[MachineCopyPropagation] Handle undef flags conservatively so that we do not remove copies that are useful after breaking some hardware dependencies
qcolombet at apple.com
Thu May 28 14:50:34 PDT 2015
Thanks for the testcase.
I have to investigate a bit more, but I believe the copy propagation is not doing the right thing.
Indeed, the copy that is killed is used as undef, but only for the first few values, i.e., the value must be preserved as some point and the pass does check for that.
Let me check this is the issue and I’ll see how it can be fixed.
> On May 28, 2015, at 7:06 AM, Pierre-Andre Saulais <pierre-andre at codeplay.com> wrote:
> Hi Quentin,
> I think I have found a possible regression in LLVM that was revealed by one of your commits (r235647) which changes the handling of undefs by MachineCopyPropagation. This occurs on X86-64 with the following code:
> %vreg92<def> = IMPLICIT_DEF; VR128:%vreg92
> %vreg91<def,tied1> = PUNPCKLBWrr %vreg78<tied0>, %vreg92; VR128:%vreg91,%vreg78,%vreg92
> %vreg94<def> = IMPLICIT_DEF; VR128:%vreg94
> %vreg93<def,tied1> = PUNPCKLWDrr %vreg91<tied0>, %vreg94; VR128:%vreg93,%vreg91,%vreg94
> %vreg95<def,tied1> = PSLLDri %vreg93<tied0>, 31; VR128:%vreg95,%vreg93
> %vreg96<def,tied1> = PSRADri %vreg95<tied0>, 31; VR128:%vreg96,%vreg95
> Later on the IMPLICIT_DEFs are turned into <undef> which, after your changes, causes MachineCopyPropagation to remove one copy:
> MOVAPSmr %RSP, 1, %noreg, 16, %noreg, %XMM0<kill>; mem:ST16[FixedStack11]
> %XMM2<def> = MOVAPSrm %RSP, 1, %noreg, 160, %noreg; mem:LD16[FixedStack2]
> %XMM0<def> = KILL %XMM2 ; This was COPY before MachineCopyPropagation
> %XMM1<def> = COPY %XMM2
> %XMM2<def,tied1> = PUNPCKLBWrr %XMM2<kill,tied0>, %XMM0<undef>
> %XMM2<def,tied1> = PUNPCKLWDrr %XMM2<kill,tied0>, %XMM0<undef>
> %XMM2<def,tied1> = PSLLDri %XMM2<kill,tied0>, 31
> %XMM2<def,tied1> = PSRADri %XMM2<kill,tied0>, 31
> One of our test that was previously passing now fails, and the removed COPY is the only difference in the generated code I can see. Looking at only the code above it seems that the copy is not needed, which is strange.
> I have reduced the IR that exhibits this issue to a manageable size and created a .ll file for testing. When I run this file with lli using the interpreter it passes, same with the JIT on ARM. It fails however on X86-64 using the JIT. Reverting your changes, it passes on X86-64 using the JIT.

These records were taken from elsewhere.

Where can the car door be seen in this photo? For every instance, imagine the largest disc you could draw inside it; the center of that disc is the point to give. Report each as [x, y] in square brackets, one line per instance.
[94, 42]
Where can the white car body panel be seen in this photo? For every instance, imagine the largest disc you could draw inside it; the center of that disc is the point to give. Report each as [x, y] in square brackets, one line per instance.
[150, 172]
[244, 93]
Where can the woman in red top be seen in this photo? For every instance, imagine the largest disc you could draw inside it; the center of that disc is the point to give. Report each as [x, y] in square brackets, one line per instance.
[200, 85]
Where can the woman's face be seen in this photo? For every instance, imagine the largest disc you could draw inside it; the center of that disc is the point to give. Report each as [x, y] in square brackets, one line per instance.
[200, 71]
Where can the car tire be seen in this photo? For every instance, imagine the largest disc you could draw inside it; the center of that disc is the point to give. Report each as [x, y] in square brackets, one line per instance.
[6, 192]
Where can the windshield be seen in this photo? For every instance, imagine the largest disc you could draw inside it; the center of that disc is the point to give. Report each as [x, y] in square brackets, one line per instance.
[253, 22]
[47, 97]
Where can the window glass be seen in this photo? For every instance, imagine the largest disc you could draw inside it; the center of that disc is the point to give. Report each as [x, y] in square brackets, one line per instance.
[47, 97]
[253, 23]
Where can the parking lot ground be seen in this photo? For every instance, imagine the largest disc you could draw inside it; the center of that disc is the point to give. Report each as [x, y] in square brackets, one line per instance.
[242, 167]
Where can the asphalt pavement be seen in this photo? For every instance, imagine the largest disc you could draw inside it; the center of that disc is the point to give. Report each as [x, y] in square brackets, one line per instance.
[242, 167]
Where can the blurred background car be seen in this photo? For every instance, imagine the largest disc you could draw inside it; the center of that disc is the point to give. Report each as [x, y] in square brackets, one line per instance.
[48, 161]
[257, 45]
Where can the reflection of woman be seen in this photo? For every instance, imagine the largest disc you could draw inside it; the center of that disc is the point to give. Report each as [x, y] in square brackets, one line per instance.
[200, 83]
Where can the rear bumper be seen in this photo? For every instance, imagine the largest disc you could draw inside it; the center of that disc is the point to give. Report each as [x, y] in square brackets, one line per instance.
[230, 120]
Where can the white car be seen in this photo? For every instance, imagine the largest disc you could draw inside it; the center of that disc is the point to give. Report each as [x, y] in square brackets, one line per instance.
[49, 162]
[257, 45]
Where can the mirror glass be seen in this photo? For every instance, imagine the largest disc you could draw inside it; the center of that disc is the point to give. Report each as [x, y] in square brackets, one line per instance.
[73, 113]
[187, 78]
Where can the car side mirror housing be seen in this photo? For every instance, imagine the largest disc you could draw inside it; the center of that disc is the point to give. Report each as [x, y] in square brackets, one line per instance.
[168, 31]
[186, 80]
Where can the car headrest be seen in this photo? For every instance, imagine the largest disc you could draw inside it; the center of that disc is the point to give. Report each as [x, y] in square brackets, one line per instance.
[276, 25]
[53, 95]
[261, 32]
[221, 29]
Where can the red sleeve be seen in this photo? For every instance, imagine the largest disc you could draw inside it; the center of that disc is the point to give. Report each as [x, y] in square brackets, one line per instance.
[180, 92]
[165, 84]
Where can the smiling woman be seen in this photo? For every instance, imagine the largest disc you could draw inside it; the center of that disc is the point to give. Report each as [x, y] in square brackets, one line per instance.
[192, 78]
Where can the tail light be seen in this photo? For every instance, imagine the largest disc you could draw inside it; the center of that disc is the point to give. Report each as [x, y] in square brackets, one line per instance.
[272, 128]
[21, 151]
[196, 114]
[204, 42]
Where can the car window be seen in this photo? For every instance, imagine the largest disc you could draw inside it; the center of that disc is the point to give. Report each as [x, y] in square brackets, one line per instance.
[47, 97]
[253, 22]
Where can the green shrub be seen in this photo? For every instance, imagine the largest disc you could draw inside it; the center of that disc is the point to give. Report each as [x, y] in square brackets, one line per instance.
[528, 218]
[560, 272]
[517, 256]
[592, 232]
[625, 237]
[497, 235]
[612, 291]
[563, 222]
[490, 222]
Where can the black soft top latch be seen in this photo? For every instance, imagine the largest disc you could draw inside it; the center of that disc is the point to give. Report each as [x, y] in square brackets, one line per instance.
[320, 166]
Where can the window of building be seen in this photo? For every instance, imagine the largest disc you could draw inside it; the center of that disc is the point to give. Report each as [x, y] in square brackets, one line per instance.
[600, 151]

> Do you think that it's a bug in the X86 target that was revealed by your changes or that MachineCopyPropagation is doing something wrong?
> Pierre-Andre Saulais
> Principal Software Engineer (Compilers)
> Codeplay Software Ltd
> 45 York Place, Edinburgh, EH1 3HP
> Tel: 0131 466 0503
> Fax: 0131 557 6600
> Website: http://www.codeplay.com <http://www.codeplay.com/>
> Twitter: https://twitter.com/codeplaysoft <https://twitter.com/codeplaysoft>
> This email and any attachments may contain confidential and /or privileged information and is for use by the addressee only. If you are not the intended recipient, please notify Codeplay Software Ltd immediately and delete the message from your computer. You may not copy or forward it,or use or disclose its contents to any other person. Any views or other information in this message which do not relate to our business are not authorized by Codeplay software Ltd, nor does this message form part of any contract unless so stated.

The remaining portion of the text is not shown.